All of this is the basis of our whole education system. We are governed by strict mathematical laws. When the Big Bang came in the assumption of these laws continued even though the Big Bang showed signs of radical evolution. A man named Terrence McKenna said this about modern science “Give us one free miracle and we’ll explain the rest”.

This one free miracle was of all matter of energy in the universe and all the laws that govern it came from nothing in a single instant.

In an evolutionary universe, why shouldn’t the laws evolve? Human laws evolve and the laws of nature are based on a metaphor for human laws. Something we all tend to forget. C.S Lewis once said, “To say that a stone falls to Earth because it is obeying a law makes it a man and even a citizen.”  
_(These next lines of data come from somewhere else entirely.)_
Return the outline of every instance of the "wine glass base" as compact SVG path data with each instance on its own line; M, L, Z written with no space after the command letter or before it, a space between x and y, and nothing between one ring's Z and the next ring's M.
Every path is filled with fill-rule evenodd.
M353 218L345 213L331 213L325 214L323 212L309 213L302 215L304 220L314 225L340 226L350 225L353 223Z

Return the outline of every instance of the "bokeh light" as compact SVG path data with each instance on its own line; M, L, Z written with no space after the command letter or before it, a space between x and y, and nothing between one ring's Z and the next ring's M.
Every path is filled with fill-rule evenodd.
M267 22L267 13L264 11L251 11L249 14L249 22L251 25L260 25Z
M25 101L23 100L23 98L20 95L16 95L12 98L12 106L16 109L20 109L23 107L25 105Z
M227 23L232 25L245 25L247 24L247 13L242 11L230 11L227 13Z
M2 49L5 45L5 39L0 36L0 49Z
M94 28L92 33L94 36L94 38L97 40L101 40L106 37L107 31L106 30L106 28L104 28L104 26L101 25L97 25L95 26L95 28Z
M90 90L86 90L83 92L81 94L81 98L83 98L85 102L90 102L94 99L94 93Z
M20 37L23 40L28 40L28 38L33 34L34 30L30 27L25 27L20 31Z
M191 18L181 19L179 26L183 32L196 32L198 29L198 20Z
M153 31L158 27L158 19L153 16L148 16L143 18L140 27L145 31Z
Many philosophers have entertained the idea of Morphic Resonance

Everything in nature has a collective memory, resonance based on similarity. Humans have a collective memory example: when teaching rats a new trick in say London rats all over the world will pick up on this trick somehow. So we see evolving habits instead of fixed laws. A dogmatic assumption actually inhibits inquiry. We are left to ask “is our scientific community paid off”?